À l’époque, quarante-quatre pays alliés se rassemblent à Bretton-Woods dans le New Hampshire aux États-Unis pour dessiner les contours de l’architecture financière internationale d’après guerre, et signent alors les accords donnant naissance au «système de Bretton Woods». Il s’agit de la période historique (1944-1971) durant laquelle le système monétaire mondial est organisé autour du dollar américain, alors seule monnaie à être convertible en or. Sont aussi créés le Fonds monétaire international (FMI) et la Banque internationale pour la reconstruction et le développement (BIRD). La première institution doit «permettre de fournir des liquidités aux pays en difficulté pour éviter de nouvelles dévaluations, alors que la BIRD (aujourd’hui une des composantes de la Banque mondiale) doit favoriser le développement économique», explique le site vie-publique.

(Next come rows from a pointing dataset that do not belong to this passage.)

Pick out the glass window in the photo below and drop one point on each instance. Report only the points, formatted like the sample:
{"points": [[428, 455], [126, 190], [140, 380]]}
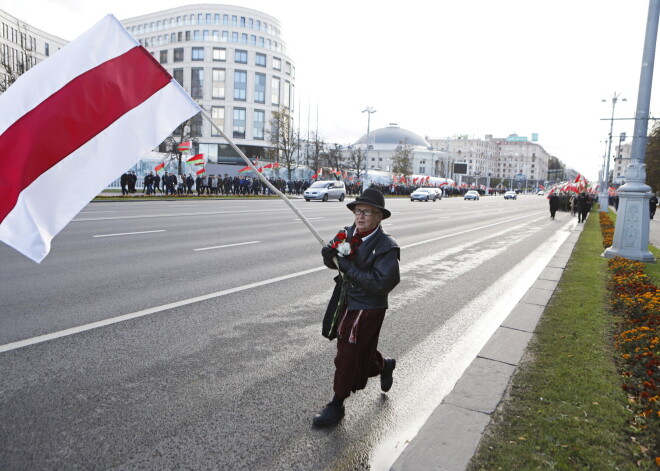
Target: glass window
{"points": [[218, 116], [287, 95], [239, 123], [259, 124], [218, 84], [240, 85], [198, 53], [260, 88], [197, 82], [196, 125], [275, 91], [178, 76], [240, 56], [219, 54]]}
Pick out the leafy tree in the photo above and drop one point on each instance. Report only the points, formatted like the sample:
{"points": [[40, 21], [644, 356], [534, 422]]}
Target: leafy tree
{"points": [[402, 160], [22, 61], [652, 159], [357, 160], [284, 139]]}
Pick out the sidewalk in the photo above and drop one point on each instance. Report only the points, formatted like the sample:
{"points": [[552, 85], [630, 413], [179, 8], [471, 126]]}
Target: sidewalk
{"points": [[451, 435]]}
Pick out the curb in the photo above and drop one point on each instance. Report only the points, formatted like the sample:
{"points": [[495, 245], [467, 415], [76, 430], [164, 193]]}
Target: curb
{"points": [[451, 435]]}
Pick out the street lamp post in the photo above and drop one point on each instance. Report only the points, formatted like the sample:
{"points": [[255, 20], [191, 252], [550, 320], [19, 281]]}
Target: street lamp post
{"points": [[604, 187], [368, 110]]}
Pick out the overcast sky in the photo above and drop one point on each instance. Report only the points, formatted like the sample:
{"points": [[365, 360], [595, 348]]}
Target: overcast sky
{"points": [[441, 68]]}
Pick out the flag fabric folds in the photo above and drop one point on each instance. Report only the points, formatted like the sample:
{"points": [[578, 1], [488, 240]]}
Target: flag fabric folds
{"points": [[63, 120]]}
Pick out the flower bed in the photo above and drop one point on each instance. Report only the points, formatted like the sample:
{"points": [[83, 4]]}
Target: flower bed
{"points": [[635, 297]]}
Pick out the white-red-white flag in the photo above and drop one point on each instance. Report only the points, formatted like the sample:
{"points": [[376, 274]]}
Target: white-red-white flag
{"points": [[63, 122]]}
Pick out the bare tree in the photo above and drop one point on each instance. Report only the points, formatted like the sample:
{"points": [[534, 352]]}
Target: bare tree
{"points": [[357, 160], [284, 139], [403, 159], [14, 63]]}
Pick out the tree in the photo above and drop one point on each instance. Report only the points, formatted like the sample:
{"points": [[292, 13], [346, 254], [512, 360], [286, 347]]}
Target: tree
{"points": [[652, 159], [335, 157], [357, 161], [14, 63], [283, 137], [185, 132], [317, 152], [402, 160]]}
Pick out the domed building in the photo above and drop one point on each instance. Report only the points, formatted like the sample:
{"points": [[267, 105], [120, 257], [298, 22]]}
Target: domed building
{"points": [[381, 146]]}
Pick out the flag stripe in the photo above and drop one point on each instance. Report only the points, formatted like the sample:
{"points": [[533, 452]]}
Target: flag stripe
{"points": [[72, 116]]}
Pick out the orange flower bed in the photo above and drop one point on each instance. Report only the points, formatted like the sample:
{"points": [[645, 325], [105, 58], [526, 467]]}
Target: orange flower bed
{"points": [[636, 298]]}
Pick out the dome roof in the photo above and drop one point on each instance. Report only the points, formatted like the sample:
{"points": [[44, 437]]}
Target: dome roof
{"points": [[393, 135]]}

Sauf que quatre-vingts ans plus tard, la face du globe a bien changé. Avec l’émergence de géants économiques comme l’Inde ou la Chine, le monde bipolaire de la Guerre Froide est devenu multipolaire. Au point que les grandes puissances émergentes et les pays en développement pointent du doigt ces textes fondateurs d’une architecture financière mondiale les laissant sur le bord de la route. «L’absence de réformes efficaces des institutions financières traditionnelles a limité le volume et les modalités des prêts accordés par les banques existantes», fustigeait en avril dernier Lula. En porte-voix des Brics (Brésil, Russie, Inde, Chine, Afrique du Sud et à partir du 1er janvier, l’Arabie saoudite, les Émirats arabes unis, l’Iran, l’Égypte, l’Éthiopie et peut-être l’Argentine), le président du Brésil rappelle la volonté de son groupe de «travailler pour une réforme efficace des Nations unies, du FMI et de la Banque mondiale».

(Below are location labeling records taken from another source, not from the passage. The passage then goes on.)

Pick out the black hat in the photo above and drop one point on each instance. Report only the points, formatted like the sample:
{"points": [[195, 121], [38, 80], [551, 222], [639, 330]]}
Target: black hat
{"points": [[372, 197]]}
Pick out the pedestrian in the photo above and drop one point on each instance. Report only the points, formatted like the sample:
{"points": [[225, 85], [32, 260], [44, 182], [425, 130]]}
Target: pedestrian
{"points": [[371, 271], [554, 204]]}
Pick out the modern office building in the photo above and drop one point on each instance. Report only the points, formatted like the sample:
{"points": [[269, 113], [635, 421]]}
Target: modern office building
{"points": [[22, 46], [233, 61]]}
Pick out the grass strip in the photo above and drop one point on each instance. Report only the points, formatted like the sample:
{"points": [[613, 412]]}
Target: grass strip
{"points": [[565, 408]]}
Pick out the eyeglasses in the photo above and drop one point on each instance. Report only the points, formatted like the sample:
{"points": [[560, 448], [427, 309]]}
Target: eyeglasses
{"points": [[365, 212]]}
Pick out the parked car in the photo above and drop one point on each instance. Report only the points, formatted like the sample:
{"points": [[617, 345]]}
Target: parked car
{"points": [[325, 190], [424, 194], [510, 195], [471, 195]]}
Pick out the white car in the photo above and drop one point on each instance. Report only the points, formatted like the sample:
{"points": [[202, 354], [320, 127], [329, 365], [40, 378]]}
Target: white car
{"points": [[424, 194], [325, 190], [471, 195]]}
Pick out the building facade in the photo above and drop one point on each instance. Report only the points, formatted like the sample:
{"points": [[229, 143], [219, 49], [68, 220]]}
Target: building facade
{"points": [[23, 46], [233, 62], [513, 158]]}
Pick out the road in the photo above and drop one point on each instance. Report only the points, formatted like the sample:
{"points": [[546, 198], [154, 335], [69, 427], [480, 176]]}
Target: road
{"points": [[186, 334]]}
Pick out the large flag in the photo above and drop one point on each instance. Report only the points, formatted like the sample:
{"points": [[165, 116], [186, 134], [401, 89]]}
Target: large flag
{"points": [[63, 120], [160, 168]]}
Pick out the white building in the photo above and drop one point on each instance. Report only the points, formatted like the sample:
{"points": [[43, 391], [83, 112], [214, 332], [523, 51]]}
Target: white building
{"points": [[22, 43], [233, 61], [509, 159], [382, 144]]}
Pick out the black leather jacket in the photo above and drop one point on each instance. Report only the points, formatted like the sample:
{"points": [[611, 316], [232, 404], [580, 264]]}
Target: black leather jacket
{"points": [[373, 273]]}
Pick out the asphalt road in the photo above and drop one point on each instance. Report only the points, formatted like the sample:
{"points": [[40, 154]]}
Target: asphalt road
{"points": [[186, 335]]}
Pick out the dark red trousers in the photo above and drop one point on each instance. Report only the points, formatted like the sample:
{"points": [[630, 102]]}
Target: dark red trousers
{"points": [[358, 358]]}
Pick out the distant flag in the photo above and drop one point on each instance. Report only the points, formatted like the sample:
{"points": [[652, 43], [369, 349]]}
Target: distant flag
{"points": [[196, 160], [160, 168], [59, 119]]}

«Il nous faut un nouveau Bretton Woods», avait lancé António Guterres lors du Sommet pour un Nouveau Pacte financier mondial organisé par Emmanuel Macron en juin dernier. «L’architecture du système financier international a été bâtie au lendemain de la Seconde Guerre mondiale. Trois quarts des États n’existaient pas encore. Quatre-vingts ans plus tard, le système est dépassé, dysfonctionnel et profondément injuste. Le système perpétue les inégalités», avait encore précisé le secrétaire général des Nations unies. Une volonté ensuite clairement énoncée dans le Pacte de Paris pour les peuples et la planète résultant du Sommet : «Pour empêcher une fragmentation de la communauté internationale, nous transformerons la gouvernance de l’architecture financière internationale afin de la rendre plus efficace, plus équitable et mieux adaptée au monde contemporain», explicite le texte. Si le système des quotes-parts qui détermine la gouvernance du FMI devrait sûrement passer sous le bistouri, reste encore à déterminer les nouvelles formes du FMI et de la Banque Mondiale. Et à obtenir le feu vert des États-Unis.